If each petal on a flower were a dream, hope, or belief of how my life would go, then I have lost many. Some were just a part of growing up, and others the result of the cards my life has dealt me. This journey has me sitting and plucking petals. Making sweet love to my husband and creating a child together…using an ovulation induction medication to create new life…being inseminated at my doctor’s office to procreate…and most recently braving the waters of IVF. All petals that made their way to the base of the flower.
While I still believe that the flower remains fragrant and beautiful, it’s missing some of what it used to have. That’s me right now. I guess I just need to know where to buy some M.iracle G.row, right?
The words of two kept dancing through my sleepless mind last night, “But you have Lucky. He’s beautiful and he calls you mom.” So true. Yet, he is not a magical healer. He doesn’t erase the fact that I, at the ripe old age of 28, have to look in the mirror and know that I am barren. I am sterile. I cannot create life. That’s a very large pill to swallow. It’s not that I don’t appreciate my circumstance with Lucky beyond measure. I’m thankful for him every day. This is more of an image readjustmant of myself. It feels final. Concrete. Odd. This doesn’t mean it is the end of our journey. No. This is just a huge blow personally.

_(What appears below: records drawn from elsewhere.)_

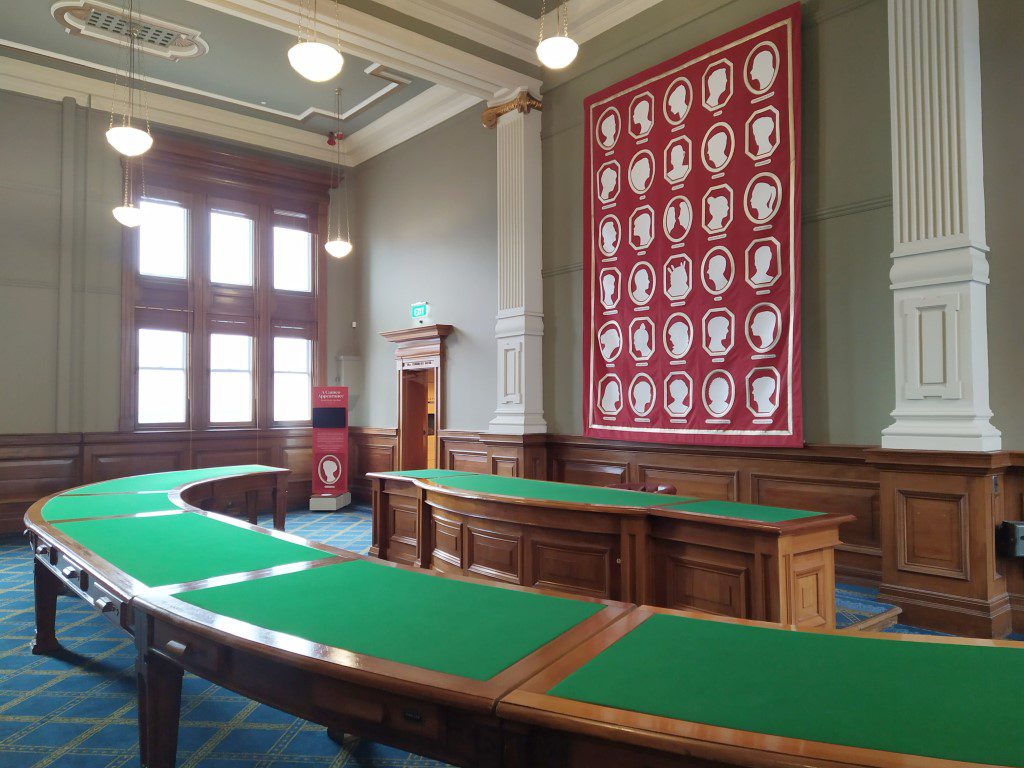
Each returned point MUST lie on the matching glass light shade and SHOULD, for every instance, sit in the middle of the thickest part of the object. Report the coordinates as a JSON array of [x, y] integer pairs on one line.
[[316, 61], [338, 248], [128, 215], [557, 52], [128, 140]]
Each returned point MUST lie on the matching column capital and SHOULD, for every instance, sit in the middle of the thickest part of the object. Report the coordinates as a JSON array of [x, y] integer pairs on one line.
[[523, 101]]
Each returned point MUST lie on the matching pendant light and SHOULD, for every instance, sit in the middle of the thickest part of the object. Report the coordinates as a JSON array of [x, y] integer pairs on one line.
[[338, 245], [124, 133], [311, 58], [128, 214], [557, 51]]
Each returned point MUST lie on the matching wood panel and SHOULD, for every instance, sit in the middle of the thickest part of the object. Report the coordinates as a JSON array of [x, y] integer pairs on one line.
[[370, 450], [34, 466]]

What gets me by right now is having amazing family and friends. My mother fielded all my phone calls yesterday, and called those who needed to know. My husband and I sat cross legged on the floor of the bedroom, and I said, “It’s just a bit weird knowing that this will be your biological child, but not technically mine. It’s not bad at all. It’s just different.” To which he sweetly responded, “We could use a sperm donor. I don’t care.” It made me smile, because I knew he was serious. I love that man. It’s moments like these that seperate the boys from the men. Of course we wouldn’t use a sperm donor when his gametes work just fine. It was a beautiful offer though.

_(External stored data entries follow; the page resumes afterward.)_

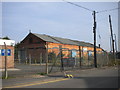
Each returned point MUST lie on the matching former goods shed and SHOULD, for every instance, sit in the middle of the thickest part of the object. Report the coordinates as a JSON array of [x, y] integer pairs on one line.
[[7, 50], [35, 48]]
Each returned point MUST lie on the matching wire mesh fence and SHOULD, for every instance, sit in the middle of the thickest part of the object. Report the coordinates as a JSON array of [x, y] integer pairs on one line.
[[39, 60]]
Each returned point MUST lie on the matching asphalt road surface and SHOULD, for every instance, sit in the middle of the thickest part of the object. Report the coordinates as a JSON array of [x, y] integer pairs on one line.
[[93, 78]]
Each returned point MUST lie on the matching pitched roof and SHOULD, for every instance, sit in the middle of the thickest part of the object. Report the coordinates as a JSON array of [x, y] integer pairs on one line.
[[48, 38]]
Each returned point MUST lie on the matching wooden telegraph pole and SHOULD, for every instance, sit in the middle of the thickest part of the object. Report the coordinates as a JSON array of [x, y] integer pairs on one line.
[[112, 37], [46, 58], [6, 73], [94, 31]]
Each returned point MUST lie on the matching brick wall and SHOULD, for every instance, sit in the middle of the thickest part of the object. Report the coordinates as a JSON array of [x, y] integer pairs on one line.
[[10, 59]]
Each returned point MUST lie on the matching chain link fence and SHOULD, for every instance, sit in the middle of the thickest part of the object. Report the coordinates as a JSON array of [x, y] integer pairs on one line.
[[39, 60]]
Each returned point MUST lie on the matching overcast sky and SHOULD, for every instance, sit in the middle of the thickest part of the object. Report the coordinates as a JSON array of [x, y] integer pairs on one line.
[[59, 19]]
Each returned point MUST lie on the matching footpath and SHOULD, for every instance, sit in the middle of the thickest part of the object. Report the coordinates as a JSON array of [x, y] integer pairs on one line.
[[28, 79]]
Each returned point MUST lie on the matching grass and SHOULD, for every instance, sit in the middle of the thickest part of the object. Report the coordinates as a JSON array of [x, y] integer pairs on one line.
[[42, 73], [9, 77]]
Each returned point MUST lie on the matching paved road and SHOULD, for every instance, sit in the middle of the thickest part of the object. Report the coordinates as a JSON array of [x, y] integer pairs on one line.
[[91, 78]]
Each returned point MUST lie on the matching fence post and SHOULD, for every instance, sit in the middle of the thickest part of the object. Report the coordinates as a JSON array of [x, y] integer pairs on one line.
[[40, 58], [80, 55], [29, 58], [19, 57], [60, 48]]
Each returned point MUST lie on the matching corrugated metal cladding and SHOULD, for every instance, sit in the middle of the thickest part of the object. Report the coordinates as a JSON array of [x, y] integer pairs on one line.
[[48, 38]]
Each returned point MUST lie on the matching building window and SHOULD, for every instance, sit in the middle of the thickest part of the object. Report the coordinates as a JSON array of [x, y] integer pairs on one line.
[[30, 40]]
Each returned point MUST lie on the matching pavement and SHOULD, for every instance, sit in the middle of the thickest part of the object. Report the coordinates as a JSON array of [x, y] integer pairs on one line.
[[53, 77]]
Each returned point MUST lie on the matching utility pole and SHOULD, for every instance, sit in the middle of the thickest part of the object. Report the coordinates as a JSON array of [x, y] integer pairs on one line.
[[94, 31], [6, 73], [112, 36], [46, 58], [61, 57]]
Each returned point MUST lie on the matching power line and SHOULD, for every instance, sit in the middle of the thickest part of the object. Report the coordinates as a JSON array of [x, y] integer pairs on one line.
[[79, 6], [108, 10]]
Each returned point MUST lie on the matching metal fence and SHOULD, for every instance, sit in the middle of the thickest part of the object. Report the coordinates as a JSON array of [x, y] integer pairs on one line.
[[40, 60]]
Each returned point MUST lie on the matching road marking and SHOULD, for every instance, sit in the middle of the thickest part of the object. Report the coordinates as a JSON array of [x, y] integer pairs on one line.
[[25, 85]]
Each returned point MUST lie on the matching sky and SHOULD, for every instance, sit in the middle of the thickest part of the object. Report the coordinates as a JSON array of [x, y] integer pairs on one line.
[[59, 19]]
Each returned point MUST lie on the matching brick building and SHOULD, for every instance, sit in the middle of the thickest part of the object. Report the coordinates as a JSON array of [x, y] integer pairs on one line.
[[36, 46], [10, 53]]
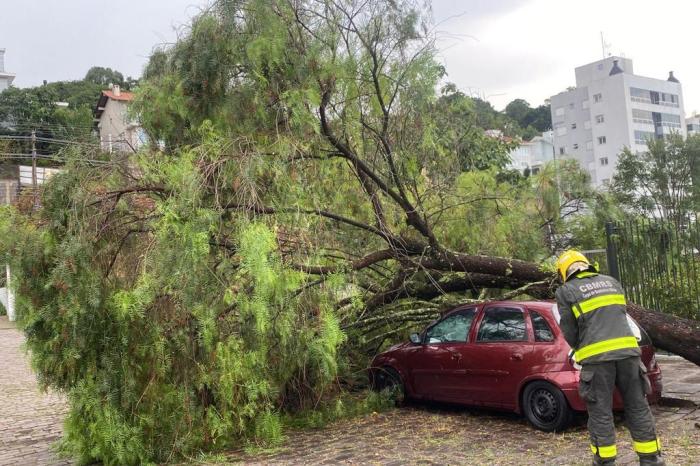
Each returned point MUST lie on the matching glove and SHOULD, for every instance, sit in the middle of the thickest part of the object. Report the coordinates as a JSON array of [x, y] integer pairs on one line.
[[572, 360]]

So, now I have this need to make my house beautiful. I didn’t think I would be moving back into it. However, now there is no need for more space. Another child is far off on our calendar (think a year, due to waiting lists.) I’m trying to not view it as going back with our tails between our legs. I keep telling myself this is good, because then the market will pick up! I have the burning desire to make the place special. To reinvent it. Perhaps this runs deeper. I’m not sure.